Does the description disclose side effects, auth requirements, rate limits, or destructive behavior?

No annotations are provided, so the description carries the full burden of behavioral disclosure. While it mentions the tool 'will return a PNG file path,' it doesn't cover important behavioral aspects like error handling, file overwriting behavior, performance characteristics, or any limitations of the FLUX model. For a tool that generates and saves files with no annotation coverage, this leaves significant gaps in understanding its behavior.

Agents need to know what a tool does to the world before calling it. Descriptions should go beyond structured annotations to explain consequences.

Conciseness4/5

Is the description appropriately sized, front-loaded, and free of redundancy?

The description is appropriately sized with two sentences that each serve distinct purposes: the first states what the tool does, and the second provides usage guidance. There's no wasted text, though it could be slightly more structured by separating behavioral information from usage guidance.

Shorter descriptions cost fewer tokens and are easier for agents to parse. Every sentence should earn its place.

Completeness3/5

Given the tool's complexity, does the description cover enough for an agent to succeed on first attempt?
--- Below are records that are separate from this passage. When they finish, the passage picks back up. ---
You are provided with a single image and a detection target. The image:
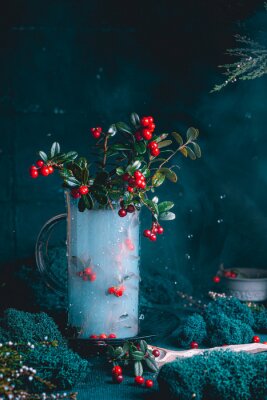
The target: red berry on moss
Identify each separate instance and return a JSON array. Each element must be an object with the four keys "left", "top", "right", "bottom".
[
  {"left": 152, "top": 349, "right": 160, "bottom": 358},
  {"left": 252, "top": 336, "right": 261, "bottom": 343},
  {"left": 143, "top": 229, "right": 151, "bottom": 238},
  {"left": 145, "top": 379, "right": 154, "bottom": 388},
  {"left": 40, "top": 165, "right": 50, "bottom": 176},
  {"left": 111, "top": 365, "right": 122, "bottom": 375},
  {"left": 134, "top": 376, "right": 145, "bottom": 386},
  {"left": 79, "top": 185, "right": 89, "bottom": 195},
  {"left": 118, "top": 208, "right": 127, "bottom": 218},
  {"left": 36, "top": 160, "right": 44, "bottom": 168}
]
Given that there's no output schema and no annotations, the description provides basic purpose and usage information but lacks important contextual details. It doesn't explain what happens if the file already exists, what quality/size limitations the FLUX model might have, or error scenarios. For a tool that creates files with no structured output documentation, this leaves the agent with incomplete understanding of what to expect.
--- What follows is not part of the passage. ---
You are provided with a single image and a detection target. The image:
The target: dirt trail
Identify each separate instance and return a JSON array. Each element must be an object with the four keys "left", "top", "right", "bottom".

Complex tools with many parameters or behaviors need more documentation. Simple tools need less. This dimension scales expectations accordingly.

Parameters3/5

Does the description clarify parameter syntax, constraints, interactions, or defaults beyond what the schema provides?
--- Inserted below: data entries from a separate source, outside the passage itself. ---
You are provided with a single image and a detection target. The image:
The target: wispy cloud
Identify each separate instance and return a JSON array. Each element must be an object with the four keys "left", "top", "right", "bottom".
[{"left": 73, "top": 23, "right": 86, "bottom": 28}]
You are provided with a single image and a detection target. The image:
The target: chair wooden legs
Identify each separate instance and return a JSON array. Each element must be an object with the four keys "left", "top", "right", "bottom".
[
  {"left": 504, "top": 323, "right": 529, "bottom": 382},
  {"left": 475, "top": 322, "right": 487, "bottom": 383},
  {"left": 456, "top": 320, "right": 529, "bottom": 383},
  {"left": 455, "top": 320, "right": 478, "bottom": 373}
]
Schema description coverage is 100%, with both parameters well-documented in the schema. The description doesn't add any additional parameter semantics beyond what's already in the schema. According to the scoring rules, when schema_description_coverage is high (>80%), the baseline is 3 even with no param info in the description, which applies here.

Input schemas describe structure but not intent. Descriptions should explain non-obvious parameter relationships and valid value ranges.

Purpose4/5

Does the description clearly state what the tool does and how it differs from similar tools?

The description clearly states the tool's purpose: 'Generates an image using a FLUX model and save the image to the specified path.' This specifies the verb (generate and save), resource (image), and method (FLUX model). However, it doesn't explicitly differentiate from sibling tools, which are all presentation-related, making this distinction implicit rather than explicit.

Agents choose between tools based on descriptions. A clear purpose with a specific verb and resource helps agents select the right tool.

Usage Guidelines4/5

Does the description explain when to use this tool, when not to, or what alternatives exist?

The description provides clear usage context: 'It should be used when the user asks to generate or create an image or a picture.' This gives explicit when-to-use guidance. However, it doesn't mention when NOT to use it or name specific alternatives among the sibling tools, which are presentation-focused and not direct image generation alternatives.

Agents often have multiple tools that could apply. Explicit usage guidance like "use X instead of Y when Z" prevents misuse.